The significant impacts of the 2019/20 bushfires highlighted the importance of having well-organised, accessible and effective peer support programs in place. A key plank in this system is fostering opportunities for people to build relationships and trust with peer support workers so when people need help, they feel safe and comfortable to ask for it.
“Relationships and trust are critical to allowing people to share thoughts and feelings in a safe environment. That encourages people to give themselves permission to open up and talk and to share with one another,” said Commissioner Fitzsimmons.
“We have to destigmatise connecting with peer support programs. A chaplain I knew put this very succinctly when he said that we have to make sure people know that we are not going in to read their head, but to understand their heart and learn what we can do to support each other.”
Mr Wehr said peer support workers are a vital bridge in enabling people who need professional help being able to access health professionals who can provide a greater level of support. They can also help break down the stigma of getting support.
But Mr Wehr said it is important to recognise that peer support workers themselves need support, such as ongoing training and mentoring.
“Peer support workers need ongoing support so they can continue to be peer supporters, so they can check in if they are not sure about something, and so they can feel confident in what they do,” Mr Wehr says.
“Someone needs to drive that and systems also need to be in place before a disaster happens so peer support workers who may also be impacted by that disaster have a safety net underneath them.”
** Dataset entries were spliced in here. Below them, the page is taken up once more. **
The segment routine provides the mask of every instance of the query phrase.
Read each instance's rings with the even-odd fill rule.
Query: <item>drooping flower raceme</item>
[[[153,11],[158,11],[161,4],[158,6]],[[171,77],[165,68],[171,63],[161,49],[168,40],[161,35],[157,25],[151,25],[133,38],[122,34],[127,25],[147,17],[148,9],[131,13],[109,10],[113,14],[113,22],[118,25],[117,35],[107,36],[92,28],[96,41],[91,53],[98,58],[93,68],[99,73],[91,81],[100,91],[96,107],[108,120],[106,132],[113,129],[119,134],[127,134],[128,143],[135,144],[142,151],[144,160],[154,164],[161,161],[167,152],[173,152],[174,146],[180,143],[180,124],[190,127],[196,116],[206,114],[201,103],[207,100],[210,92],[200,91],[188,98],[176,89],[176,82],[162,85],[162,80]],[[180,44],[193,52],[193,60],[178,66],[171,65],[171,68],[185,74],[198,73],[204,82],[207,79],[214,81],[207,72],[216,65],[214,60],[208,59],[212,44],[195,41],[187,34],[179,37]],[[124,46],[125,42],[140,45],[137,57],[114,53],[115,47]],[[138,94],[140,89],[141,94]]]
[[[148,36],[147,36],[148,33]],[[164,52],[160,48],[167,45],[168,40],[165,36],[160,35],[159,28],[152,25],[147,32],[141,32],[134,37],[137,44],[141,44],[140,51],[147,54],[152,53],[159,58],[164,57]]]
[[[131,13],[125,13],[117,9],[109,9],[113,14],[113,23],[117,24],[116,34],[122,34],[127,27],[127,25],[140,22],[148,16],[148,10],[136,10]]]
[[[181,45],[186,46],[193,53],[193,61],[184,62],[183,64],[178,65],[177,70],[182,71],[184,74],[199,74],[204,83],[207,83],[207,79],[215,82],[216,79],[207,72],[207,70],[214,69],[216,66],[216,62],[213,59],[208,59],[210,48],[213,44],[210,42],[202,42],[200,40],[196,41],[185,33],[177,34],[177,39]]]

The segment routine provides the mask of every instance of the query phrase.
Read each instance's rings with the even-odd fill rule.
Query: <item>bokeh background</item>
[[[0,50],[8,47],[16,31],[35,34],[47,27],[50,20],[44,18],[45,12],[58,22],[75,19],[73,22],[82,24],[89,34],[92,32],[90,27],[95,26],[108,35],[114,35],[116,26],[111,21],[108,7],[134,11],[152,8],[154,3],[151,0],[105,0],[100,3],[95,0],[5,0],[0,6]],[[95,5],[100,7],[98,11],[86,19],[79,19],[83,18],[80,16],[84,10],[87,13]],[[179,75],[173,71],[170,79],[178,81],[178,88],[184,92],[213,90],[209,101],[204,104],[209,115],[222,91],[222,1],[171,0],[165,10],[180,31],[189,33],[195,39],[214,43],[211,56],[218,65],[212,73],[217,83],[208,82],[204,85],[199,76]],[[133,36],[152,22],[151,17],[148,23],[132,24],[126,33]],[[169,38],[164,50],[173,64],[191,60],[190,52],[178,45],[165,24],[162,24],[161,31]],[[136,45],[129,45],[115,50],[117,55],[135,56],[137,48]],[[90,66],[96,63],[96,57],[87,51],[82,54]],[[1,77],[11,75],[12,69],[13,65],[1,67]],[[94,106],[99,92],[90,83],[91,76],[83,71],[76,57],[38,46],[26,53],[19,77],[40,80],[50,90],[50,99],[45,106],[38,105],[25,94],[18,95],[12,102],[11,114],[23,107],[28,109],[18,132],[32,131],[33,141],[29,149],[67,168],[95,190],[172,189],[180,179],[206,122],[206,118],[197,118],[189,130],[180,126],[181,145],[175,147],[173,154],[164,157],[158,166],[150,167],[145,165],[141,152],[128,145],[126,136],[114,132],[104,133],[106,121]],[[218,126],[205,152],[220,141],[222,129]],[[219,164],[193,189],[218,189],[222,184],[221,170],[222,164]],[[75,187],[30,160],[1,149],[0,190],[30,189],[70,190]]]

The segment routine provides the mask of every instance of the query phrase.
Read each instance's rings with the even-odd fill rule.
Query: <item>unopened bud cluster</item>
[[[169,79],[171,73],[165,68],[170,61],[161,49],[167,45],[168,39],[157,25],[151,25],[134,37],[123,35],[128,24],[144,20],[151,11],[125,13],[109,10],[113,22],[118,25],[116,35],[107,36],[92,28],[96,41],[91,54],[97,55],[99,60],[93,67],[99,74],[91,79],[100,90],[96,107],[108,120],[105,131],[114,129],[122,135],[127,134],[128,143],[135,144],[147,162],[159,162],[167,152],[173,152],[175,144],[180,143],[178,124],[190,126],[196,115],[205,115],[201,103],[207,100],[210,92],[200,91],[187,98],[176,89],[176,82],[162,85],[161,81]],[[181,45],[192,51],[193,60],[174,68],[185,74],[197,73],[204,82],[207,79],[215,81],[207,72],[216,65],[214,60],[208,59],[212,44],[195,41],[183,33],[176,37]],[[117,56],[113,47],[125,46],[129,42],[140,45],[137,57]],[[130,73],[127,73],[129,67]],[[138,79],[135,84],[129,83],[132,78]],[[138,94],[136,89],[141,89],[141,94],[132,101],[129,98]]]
Professor Forbes agrees that rigorous training for peer support workers is important so they feel confident that the support they deliver is best practice.
“Data and new evidence change and need to be incorporated through ongoing training – lack of training is one of a number of challenges for peer support programs,” he says.
“Programs also need support from higher levels of management, and they need to be promoted so people know help is available and they know how to access it in a timely manner.”